Some researchers are concerned about the potential for a pandemic in Denmark’s otter new coronavirus variant, while others say more research is needed before the current COVID-19 vaccine candidate can be effective against the new strain,media BGR reported. The Danish government has previously announced that it will cull up to 17 million otters to prevent the new coronavirus variant from infecting more people – a variant of the virus that has infected at least 12 people.
It’s unclear how dangerous the mutation is for vaccine research, but researchers from Denmark have begun sharing genome sequences of the otter mutation.
Recently, the Danish government announced that it will kill as many as 17 million otters in the country, effectively destroying the entire mink fur industry in the country, shocked the world. Officials chose this radical approach because of the potentially dangerous mutation of the new coronavirus in captive otters. Danish media reported that the mutated new coronavirus has infected at least 12 people. Researchers worry that the new strain could be so dangerous that it could effectively de-effect the current COVID-19 vaccine candidate. Now, a new report brings more trouble because some researchers believe the mutated new coronavirus strain has the potential for a pandemic. Others, meanwhile, called for calm.
“At worst, we’re going to have a new pandemic in Denmark, ” Professor Kåre Mølbak told the Guardian. “There’s a risk that this mutated virus is so different from other viruses that we have to add something new to the vaccine, so it’s going to hit us all over the world back to where we started.” Mølbak is a vaccine expert and director of infectious diseases at the Danish National Serum Institute (SSI).
“We know there are measures in place to deal with the virus, including testing and infection control, and as far as we know, the outbreak will be contained,” the expert added. However, after those 12 people were infected with the mutant virus, otters were considered a public health risk, as recommended by SSI.
Allan Randrup Thomasen, a virologist at the University of Copenhagen, told the Guardian that there were still risks in the country. “This variant could develop so much that it’s completely resistant, and then the vaccine doesn’t matter, ” the professor said. “So we need to take the variation out of the equation. So it’s serious. Thomsen told local media that Denmark should close the mink farm because of its risks.
The researchers haven’t fully detailed the mutation and need more data.

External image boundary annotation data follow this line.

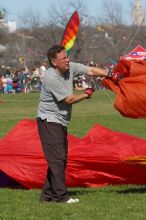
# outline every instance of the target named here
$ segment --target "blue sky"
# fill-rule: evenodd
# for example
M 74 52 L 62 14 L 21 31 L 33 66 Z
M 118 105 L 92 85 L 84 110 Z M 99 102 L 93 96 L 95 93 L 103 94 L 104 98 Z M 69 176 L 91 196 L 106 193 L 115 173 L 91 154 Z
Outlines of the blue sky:
M 76 1 L 76 0 L 74 0 Z M 101 14 L 101 6 L 104 0 L 82 0 L 86 5 L 87 13 L 91 16 L 97 16 Z M 66 0 L 0 0 L 0 8 L 5 8 L 9 14 L 9 20 L 15 20 L 18 22 L 18 14 L 22 14 L 27 9 L 39 10 L 41 17 L 45 19 L 48 16 L 47 9 L 54 4 L 56 7 L 58 3 L 65 4 Z M 130 5 L 135 2 L 135 0 L 122 0 L 120 4 L 122 5 L 123 12 L 125 15 L 125 21 L 128 22 L 128 13 L 130 13 Z M 146 0 L 141 0 L 144 8 L 146 8 Z

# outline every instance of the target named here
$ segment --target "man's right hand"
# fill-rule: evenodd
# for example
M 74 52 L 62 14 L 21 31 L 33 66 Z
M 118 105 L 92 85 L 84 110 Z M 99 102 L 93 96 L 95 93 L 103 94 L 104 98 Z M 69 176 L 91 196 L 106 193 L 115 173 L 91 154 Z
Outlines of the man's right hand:
M 91 98 L 94 91 L 95 91 L 95 88 L 86 88 L 84 90 L 84 93 L 88 95 L 87 99 Z

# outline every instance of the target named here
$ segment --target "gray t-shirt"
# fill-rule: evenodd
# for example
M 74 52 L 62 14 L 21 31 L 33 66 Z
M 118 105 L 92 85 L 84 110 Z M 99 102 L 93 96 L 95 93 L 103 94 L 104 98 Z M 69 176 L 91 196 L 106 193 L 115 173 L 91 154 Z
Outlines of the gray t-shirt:
M 67 127 L 72 105 L 64 102 L 68 95 L 73 94 L 73 78 L 87 74 L 88 66 L 70 62 L 69 71 L 61 74 L 50 67 L 45 73 L 41 87 L 40 102 L 37 117 L 47 119 L 47 122 L 56 122 Z

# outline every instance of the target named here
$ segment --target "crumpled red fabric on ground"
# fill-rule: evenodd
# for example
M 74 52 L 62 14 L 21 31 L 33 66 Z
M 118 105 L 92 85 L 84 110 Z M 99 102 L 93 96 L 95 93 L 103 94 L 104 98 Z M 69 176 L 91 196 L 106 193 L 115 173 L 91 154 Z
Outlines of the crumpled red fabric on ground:
M 125 117 L 146 117 L 146 61 L 121 60 L 114 72 L 123 73 L 119 82 L 104 79 L 103 85 L 115 94 L 114 107 Z
M 146 140 L 98 124 L 68 140 L 67 186 L 146 184 Z M 24 188 L 42 188 L 47 162 L 35 120 L 20 121 L 0 140 L 0 171 Z

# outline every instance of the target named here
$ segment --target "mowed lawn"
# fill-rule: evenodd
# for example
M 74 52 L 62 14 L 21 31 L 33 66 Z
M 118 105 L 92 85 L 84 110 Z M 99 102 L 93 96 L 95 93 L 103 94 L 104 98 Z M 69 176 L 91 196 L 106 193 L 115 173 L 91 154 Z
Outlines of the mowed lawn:
M 1 102 L 3 101 L 3 102 Z M 35 119 L 39 94 L 0 95 L 0 139 L 20 120 Z M 114 94 L 96 91 L 89 100 L 73 105 L 69 133 L 83 137 L 95 124 L 146 139 L 146 120 L 121 116 Z M 40 204 L 40 190 L 0 189 L 0 220 L 145 220 L 146 186 L 69 188 L 78 204 Z

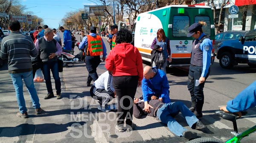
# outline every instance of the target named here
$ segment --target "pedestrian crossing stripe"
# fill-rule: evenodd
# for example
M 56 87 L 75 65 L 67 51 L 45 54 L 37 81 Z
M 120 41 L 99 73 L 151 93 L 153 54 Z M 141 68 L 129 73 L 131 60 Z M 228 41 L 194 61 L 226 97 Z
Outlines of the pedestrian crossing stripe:
M 235 54 L 235 57 L 236 58 L 256 59 L 256 55 L 252 55 Z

However, a Dutch virologist has provided some details about the new coronavirus mutation in otters. “It seems that the otter mutation was found in the prickly glycerin of the Sars-Cov-2 virus, but we don’t really know,” Wim van der Poel told the newspaper. “We don’t know what kind of vaccine we’re going to have. So more research is needed. “
He said countries should avoid allowing the virus to spread in otters and other animals, such as slugs and moths, even if there is no mutation. “We assume that it is also a risk in the Netherlands, but our fur farming industry has been phased out. After the end of this year, there is no fur production. “If the virus frantically spreads in these animal populations,” you’ll have a ‘cistern’ in our local wildlife, and we could be re-infected even before we get a good vaccine. “
Earlier this year, the Dutch government was one of the first countries to order the culling of otters when it became clear that the animals could infect pathogens and transmit them to humans.
Researchers don’t know if the mutated new coronavirus can spread well to humans, but 12 people infected in Denmark have reason to be concerned. Ian Jones, a virologist at the University of Reading, explained to the Guardian that the virus had to adapt in animals to get into cells. Therefore, it will “modify the hedgehog glycoprotein so that this happens effectively”.
He continued: “The danger is that the mutated virus could spread back into the body and evade any vaccine response, which was originally designed for the original, non-mutant version of the hedgehog, rather than adapting to the otter version.” “
Finnish experts believe that Denmark’s decision to cull all otter populations in farms is too extreme. Instead, they recommended control measures that were already effective at home. None of Finland’s 150 mink farms are considered COVID-19.
For other experts, Stat points out, concerns that mutated viruses may pose a higher risk to humans may be exaggerated. It may be too early to draw conclusions about the Danish coronavirus strain identified by the local government, and there are still many unknowns. Outside experts have yet to come into contact with genetic sequencing data. But Denmark has uploaded 500 gene sequences to a database open to researchers on Thursday and will upload more.
The researchers told Stat that a single mutation may not be as dangerous, and that early detection of mutations is good news — things that are usually not discovered until they spread more widely. The best example is SARS-CoV-2, whose animal origin remains a mystery.
When the new coronavirus began to spread in humans, no one actively followed it. Now, the entire team of geneticists is closely following SARS-CoV-2, so when a mutation occurs, it can be determined immediately. Tracking mutations is a key step in ensuring that vaccines work. In this case, the researchers may be one step ahead of a pathogen that has been shown to have the potential for a pandemic.